Ao fazer anotações sobre os eclipses lunares durante a Idade Média, os monges daquela época não imaginavam que estariam escrevendo sobre a história das erupções vulcânicas em todo o mundo.
Os eclipses lunares ocorrem quando a Lua é ocultada pela sombra da Terra, o que a impede de ser iluminada pelo Sol. O satélite natural então perde momentaneamente o seu brilho branco e se torna um fino círculo avermelhado.
Em algumas ocasiões, essa cor pode ser mais escura do que o normal, fenômeno verificado em 1884 pelo astrônomo francês Camille Flammarion, que sugeriu uma ligação com a erupção do vulcão Krakatoa, na Indonésia, no ano anterior.
Essa explosão, uma das mais fortes já registradas, lançou uma volumosa quantidade de poeira ao céu. Esta relação entre os fenômenos foi recentemente demonstrada a partir da erupção do vulcão filipino Pinatubo em 1991, explica Sébastien Guillet, da Universidade de Genebra, principal autor do estudo publicado nesta quarta-feira (5) na revista Nature.

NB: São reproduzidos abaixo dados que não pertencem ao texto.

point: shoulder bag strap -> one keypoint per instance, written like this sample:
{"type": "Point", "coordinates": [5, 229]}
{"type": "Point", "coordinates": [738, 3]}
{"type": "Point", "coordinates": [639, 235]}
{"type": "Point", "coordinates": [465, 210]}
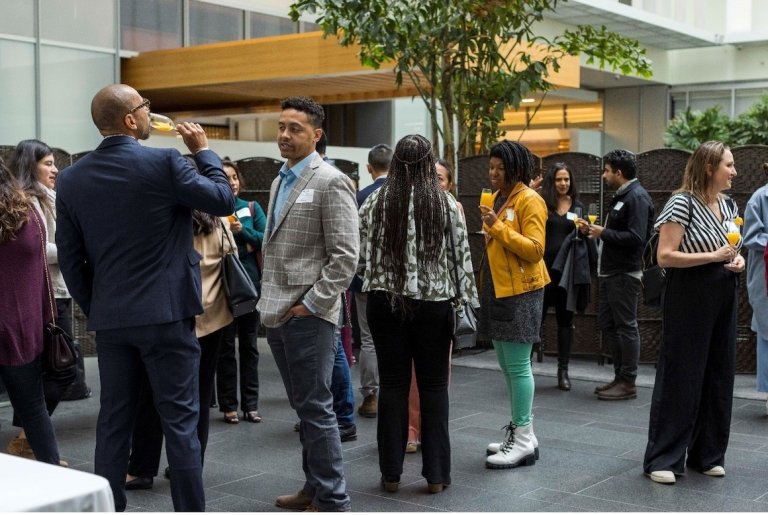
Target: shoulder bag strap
{"type": "Point", "coordinates": [48, 288]}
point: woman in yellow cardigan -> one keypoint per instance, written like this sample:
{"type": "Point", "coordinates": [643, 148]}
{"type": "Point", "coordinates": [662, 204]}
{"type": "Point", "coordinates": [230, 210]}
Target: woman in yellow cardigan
{"type": "Point", "coordinates": [513, 277]}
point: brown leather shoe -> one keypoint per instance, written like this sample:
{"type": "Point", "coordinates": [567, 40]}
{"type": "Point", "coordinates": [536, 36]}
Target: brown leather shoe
{"type": "Point", "coordinates": [296, 502]}
{"type": "Point", "coordinates": [370, 406]}
{"type": "Point", "coordinates": [621, 391]}
{"type": "Point", "coordinates": [605, 386]}
{"type": "Point", "coordinates": [20, 447]}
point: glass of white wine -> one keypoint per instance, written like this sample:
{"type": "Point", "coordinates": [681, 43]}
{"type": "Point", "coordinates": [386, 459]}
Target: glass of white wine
{"type": "Point", "coordinates": [160, 122]}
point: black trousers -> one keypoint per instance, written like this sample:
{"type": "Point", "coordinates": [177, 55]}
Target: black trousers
{"type": "Point", "coordinates": [693, 392]}
{"type": "Point", "coordinates": [147, 440]}
{"type": "Point", "coordinates": [246, 328]}
{"type": "Point", "coordinates": [421, 339]}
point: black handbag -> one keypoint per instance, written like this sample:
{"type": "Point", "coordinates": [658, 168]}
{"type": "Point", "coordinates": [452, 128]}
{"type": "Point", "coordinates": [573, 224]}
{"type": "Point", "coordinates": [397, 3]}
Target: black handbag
{"type": "Point", "coordinates": [238, 287]}
{"type": "Point", "coordinates": [464, 314]}
{"type": "Point", "coordinates": [58, 348]}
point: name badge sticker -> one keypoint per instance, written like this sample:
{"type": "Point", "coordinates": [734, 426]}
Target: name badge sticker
{"type": "Point", "coordinates": [305, 196]}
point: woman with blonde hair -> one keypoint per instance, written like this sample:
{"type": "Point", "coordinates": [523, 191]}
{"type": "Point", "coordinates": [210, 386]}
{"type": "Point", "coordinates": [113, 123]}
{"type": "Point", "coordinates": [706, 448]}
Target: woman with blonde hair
{"type": "Point", "coordinates": [693, 393]}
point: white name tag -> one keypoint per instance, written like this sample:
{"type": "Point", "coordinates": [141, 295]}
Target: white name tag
{"type": "Point", "coordinates": [305, 196]}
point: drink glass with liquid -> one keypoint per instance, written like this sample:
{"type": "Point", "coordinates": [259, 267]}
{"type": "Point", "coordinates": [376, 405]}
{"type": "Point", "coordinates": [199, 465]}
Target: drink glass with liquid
{"type": "Point", "coordinates": [161, 123]}
{"type": "Point", "coordinates": [486, 197]}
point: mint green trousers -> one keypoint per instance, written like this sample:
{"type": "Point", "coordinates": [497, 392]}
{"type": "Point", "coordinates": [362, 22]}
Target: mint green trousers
{"type": "Point", "coordinates": [515, 362]}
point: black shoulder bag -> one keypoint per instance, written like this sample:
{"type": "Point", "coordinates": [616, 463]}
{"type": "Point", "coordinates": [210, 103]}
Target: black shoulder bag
{"type": "Point", "coordinates": [238, 287]}
{"type": "Point", "coordinates": [654, 277]}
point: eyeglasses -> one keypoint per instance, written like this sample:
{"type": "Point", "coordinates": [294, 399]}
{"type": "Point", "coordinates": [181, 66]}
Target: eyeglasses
{"type": "Point", "coordinates": [145, 103]}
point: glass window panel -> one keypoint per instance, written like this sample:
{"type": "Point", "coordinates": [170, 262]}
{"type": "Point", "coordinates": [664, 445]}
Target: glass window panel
{"type": "Point", "coordinates": [18, 18]}
{"type": "Point", "coordinates": [268, 25]}
{"type": "Point", "coordinates": [703, 100]}
{"type": "Point", "coordinates": [68, 80]}
{"type": "Point", "coordinates": [17, 91]}
{"type": "Point", "coordinates": [746, 98]}
{"type": "Point", "coordinates": [150, 24]}
{"type": "Point", "coordinates": [85, 22]}
{"type": "Point", "coordinates": [211, 23]}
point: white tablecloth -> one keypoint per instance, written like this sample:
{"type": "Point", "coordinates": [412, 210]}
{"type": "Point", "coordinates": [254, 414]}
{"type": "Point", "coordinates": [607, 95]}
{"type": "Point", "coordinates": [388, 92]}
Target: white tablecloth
{"type": "Point", "coordinates": [28, 485]}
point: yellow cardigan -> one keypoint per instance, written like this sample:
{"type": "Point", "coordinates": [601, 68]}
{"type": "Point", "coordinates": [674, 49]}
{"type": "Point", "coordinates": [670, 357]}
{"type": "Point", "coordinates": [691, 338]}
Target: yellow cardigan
{"type": "Point", "coordinates": [515, 243]}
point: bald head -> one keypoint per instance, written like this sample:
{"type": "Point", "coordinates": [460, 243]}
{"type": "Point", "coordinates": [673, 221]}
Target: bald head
{"type": "Point", "coordinates": [110, 105]}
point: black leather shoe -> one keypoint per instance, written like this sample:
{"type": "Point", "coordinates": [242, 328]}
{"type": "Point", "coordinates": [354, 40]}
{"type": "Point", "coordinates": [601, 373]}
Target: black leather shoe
{"type": "Point", "coordinates": [348, 433]}
{"type": "Point", "coordinates": [139, 483]}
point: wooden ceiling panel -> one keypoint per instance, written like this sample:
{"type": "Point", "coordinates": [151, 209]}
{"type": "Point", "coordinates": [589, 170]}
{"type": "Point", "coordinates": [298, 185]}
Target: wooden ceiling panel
{"type": "Point", "coordinates": [254, 75]}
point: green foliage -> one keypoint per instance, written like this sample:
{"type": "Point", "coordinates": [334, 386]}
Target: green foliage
{"type": "Point", "coordinates": [691, 128]}
{"type": "Point", "coordinates": [469, 59]}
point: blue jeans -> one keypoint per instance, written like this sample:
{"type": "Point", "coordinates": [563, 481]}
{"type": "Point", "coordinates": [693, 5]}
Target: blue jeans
{"type": "Point", "coordinates": [24, 384]}
{"type": "Point", "coordinates": [341, 386]}
{"type": "Point", "coordinates": [304, 349]}
{"type": "Point", "coordinates": [617, 318]}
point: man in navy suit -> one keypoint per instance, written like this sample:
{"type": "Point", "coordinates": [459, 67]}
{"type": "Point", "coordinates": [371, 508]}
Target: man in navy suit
{"type": "Point", "coordinates": [124, 233]}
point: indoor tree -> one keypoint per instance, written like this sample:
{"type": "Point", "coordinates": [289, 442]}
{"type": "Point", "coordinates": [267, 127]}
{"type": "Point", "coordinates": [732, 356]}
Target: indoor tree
{"type": "Point", "coordinates": [470, 60]}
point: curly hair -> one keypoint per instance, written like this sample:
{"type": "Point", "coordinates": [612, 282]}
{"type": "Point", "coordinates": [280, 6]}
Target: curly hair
{"type": "Point", "coordinates": [548, 190]}
{"type": "Point", "coordinates": [24, 165]}
{"type": "Point", "coordinates": [412, 174]}
{"type": "Point", "coordinates": [519, 163]}
{"type": "Point", "coordinates": [14, 205]}
{"type": "Point", "coordinates": [313, 110]}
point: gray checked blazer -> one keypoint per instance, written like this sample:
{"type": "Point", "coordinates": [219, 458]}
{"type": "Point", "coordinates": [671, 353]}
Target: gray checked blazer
{"type": "Point", "coordinates": [312, 250]}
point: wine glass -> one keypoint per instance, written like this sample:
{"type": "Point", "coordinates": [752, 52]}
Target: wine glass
{"type": "Point", "coordinates": [578, 213]}
{"type": "Point", "coordinates": [160, 122]}
{"type": "Point", "coordinates": [592, 210]}
{"type": "Point", "coordinates": [486, 197]}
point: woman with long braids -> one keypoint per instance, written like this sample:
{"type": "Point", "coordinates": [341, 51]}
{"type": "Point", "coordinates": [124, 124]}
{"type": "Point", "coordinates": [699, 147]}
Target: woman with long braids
{"type": "Point", "coordinates": [513, 277]}
{"type": "Point", "coordinates": [406, 231]}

Paleoclimatologista apaixonado por documentos e registros da Idade Média, Guillet sabia que os monges registravam fielmente os fenômenos celestes, como os eclipses lunares. "Eles deram atenção especial à sua cor, por causa do Apocalipse, que menciona uma Lua vermelha sangrenta", explica. "Eu estava ouvindo o álbum 'Dark Side of the Moon' do Pink Floyd quando percebi que os eclipses lunares mais escuros ocorrem cerca de um ano após grandes erupções vulcânicas", diz ele.
"Assustador"
Comprovadamente, os séculos XII e XIII registraram uma intensa atividade vulcânica, como a erupção do Salamas, na Indonésia, em 1257. Estes fenômenos deixaram seus rastros nas regiões congeladas à medida que a análise de amostras cilíndricas de gelo técnica fundamental para decifrar o clima há centenas ou milhares de anos, permitiu detectar partículas de cinzas vulcânicas.
Mas esta cronologia foi aproximada, exceto no caso da erupção do Samalas, que foi um grande evento local. Os registros dos religiosos, não só na Europa, como também no Oriente Médio e na Ásia, entretanto, ajudam a refinar este calendário.
Dos 51 eclipses lunares totais registrados entre 1100 e 1300, as crônicas mencionam pelo menos cinco em que o satélite natural da Terra apareceu particularmente escuro. "Foi realmente assustador", escreveu um monge japonês em 2 de dezembro de 1229.
Os cientistas então compararam estes dados, escritos em uma data específica, com as informações obtidas através dos grandes círculos de gelo que extraem das geleiras ou das zonas polares. Esta combinação de fontes possibilita detalhar datas de erupções vulcânicas que os monges não tomavam conhecimento, pois ocorriam em locais muito afastados.
"Esse método inovador foi capaz de identificar o ano, às vezes até o mês, da erupção", garante Anne Lawrence-Mathers, historiadora da Universidade de Reading, no Reino Unido, em um comentário anexado ao estudo. "Os monges viram uma Lua escura porque estava obstruída por aerossóis lançados na estratosfera", com mais de 10 km de altura, segundo Guillet.
Apenas as erupções mais poderosas são capazes de gerar altas colunas de fumaça e cinzas.
Pequena era do gelo
De acordo o paleoclimatologista, em 200 anos foram registradas seis erupções de grandes proporções, o que é excepcional, diz ele. Estas enormes emissões de poeira podem ter contribuído para a "pequena era do gelo" que afetou partes do Hemisfério Norte entre os séculos XIII e XIX.
"Grandes erupções tropicais podem causar um resfriamento global de aproximadamente um grau em poucos anos", diz o geomorfólogo Markus Stoffel, um dos autores do estudo.
A análise dos anéis dos troncos das árvores, um indicador das mudanças de temperatura, confirmou as temporadas de frio, que acabaram impactando também nas colheitas. No entanto, "ainda não existe nenhum consenso entre os cientistas sobre as causas dessa era do gelo", diz o especialista, acrescentando que a humanidade ainda tem "muito a aprender com essas erupções".